Funding for TB diagnostics research by the top 40 TB research funding institutions in 2007 was estimated at US $41.9 million, less than the amount for TB drugs (US $170 million) and TB vaccines (US $71.2 million) and more than the amount for TB operational research (US $36.8 million) [16]. This level of funding falls woefully short of the Global Plan to Stop TB's recommendations of at least US $900 million per year for research and development of new tools for TB diagnosis, treatment, and prevention [17]. Support for technical assistance to national TB programs as they implement and monitor new tools cannot be underestimated. Funding estimates aside, it is clear that important advances in TB diagnosis have recently been made, and potentially useful new tools are emerging; continued and augmented investment will be required to successfully implement the most promising of these tools in the settings where they are most needed and to maintain a robust pipeline that will ultimately yield the tools that revolutionize TB diagnosis.

Tools in the Pipeline: Transformative or Incremental Gains?
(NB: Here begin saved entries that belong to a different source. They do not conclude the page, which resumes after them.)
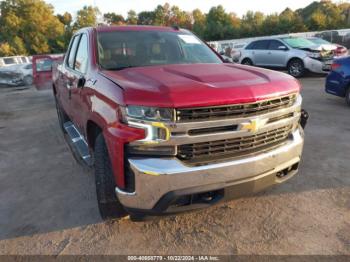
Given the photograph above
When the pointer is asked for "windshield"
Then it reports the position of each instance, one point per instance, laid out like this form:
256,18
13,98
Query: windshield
122,49
298,42
320,41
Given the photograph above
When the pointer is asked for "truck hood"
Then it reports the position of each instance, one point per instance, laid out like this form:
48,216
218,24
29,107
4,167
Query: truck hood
193,85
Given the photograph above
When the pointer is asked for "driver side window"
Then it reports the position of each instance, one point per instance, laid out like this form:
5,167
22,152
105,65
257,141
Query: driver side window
72,52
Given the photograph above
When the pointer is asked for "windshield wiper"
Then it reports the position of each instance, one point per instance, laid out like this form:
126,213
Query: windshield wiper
122,67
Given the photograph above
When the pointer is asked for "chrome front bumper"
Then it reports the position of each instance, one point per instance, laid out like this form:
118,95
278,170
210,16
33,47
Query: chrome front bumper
316,66
156,177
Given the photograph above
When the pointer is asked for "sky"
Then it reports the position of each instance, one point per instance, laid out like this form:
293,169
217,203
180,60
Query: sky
239,7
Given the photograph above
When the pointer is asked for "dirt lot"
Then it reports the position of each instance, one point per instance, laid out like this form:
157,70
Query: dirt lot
48,206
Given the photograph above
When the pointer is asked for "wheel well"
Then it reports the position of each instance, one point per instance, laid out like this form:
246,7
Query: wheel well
92,130
295,58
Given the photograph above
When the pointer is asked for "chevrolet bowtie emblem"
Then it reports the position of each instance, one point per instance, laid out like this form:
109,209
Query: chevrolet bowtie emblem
254,125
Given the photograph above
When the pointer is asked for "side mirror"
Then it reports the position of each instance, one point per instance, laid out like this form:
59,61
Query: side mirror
282,47
81,82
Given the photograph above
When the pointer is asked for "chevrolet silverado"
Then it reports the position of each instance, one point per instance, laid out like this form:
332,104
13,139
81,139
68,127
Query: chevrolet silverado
168,126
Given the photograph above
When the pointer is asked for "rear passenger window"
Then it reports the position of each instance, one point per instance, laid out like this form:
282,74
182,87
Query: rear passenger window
275,44
72,51
81,60
261,45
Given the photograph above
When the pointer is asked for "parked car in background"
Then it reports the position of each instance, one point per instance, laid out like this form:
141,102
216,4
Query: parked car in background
169,127
13,60
296,54
337,49
19,74
231,52
338,80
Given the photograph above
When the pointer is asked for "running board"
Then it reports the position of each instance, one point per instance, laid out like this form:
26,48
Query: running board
79,142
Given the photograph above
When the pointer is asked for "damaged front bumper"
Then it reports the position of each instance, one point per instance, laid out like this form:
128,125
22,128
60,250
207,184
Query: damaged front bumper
167,185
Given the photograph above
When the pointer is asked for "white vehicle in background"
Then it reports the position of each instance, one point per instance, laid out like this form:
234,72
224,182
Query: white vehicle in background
338,50
13,60
296,54
18,74
231,51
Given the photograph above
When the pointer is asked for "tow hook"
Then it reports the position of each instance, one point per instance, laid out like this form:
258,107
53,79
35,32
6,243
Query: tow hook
304,118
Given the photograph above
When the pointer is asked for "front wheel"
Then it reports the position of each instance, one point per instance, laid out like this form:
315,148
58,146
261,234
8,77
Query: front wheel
108,203
296,68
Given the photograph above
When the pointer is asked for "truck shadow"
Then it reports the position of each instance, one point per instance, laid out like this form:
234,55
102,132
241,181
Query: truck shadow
44,189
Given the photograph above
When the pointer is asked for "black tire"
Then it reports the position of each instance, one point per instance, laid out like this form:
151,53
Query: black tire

Most of the tools in demonstration or late-stage evaluation are sputum based and, thus, are likely to result—at best—in incremental gains in TB case detection. Their yield is expected to be suboptimal for patients with TB who have only extrapulmonary TB, who have respiratory disease in which a relatively large burden of organisms is not in communication with the airways, and who cannot provide a respiratory specimen for testing. Nevertheless, effective implementation might, over time, have a substantial impact on TB control through detection of a very high proportion of individuals with capacity to transmit infection to others (provided diagnosis is sufficiently prompt and treatment is available). Highly accurate, simple to perform, point-of-care tests amenable to testing of readily available clinical specimens, such as urine or blood, and with ability to detect and predict active TB anywhere in the body, in combination with effective preventive and treatment strategies (as described in other articles in this Supplement), are needed. Truly transformative change will require more than a perfect sputum test, but a really good sputum test would be a step in the right direction.

Conclusions

What's new in TB diagnostics? A lot, but not enough. The future is brighter as several promising new tools enter the demonstration and late evaluation stages. But the need is great, and important barriers remain in translating technical advances into meaningful and sustainable improvements in individual and public health in settings hardest hit by TB.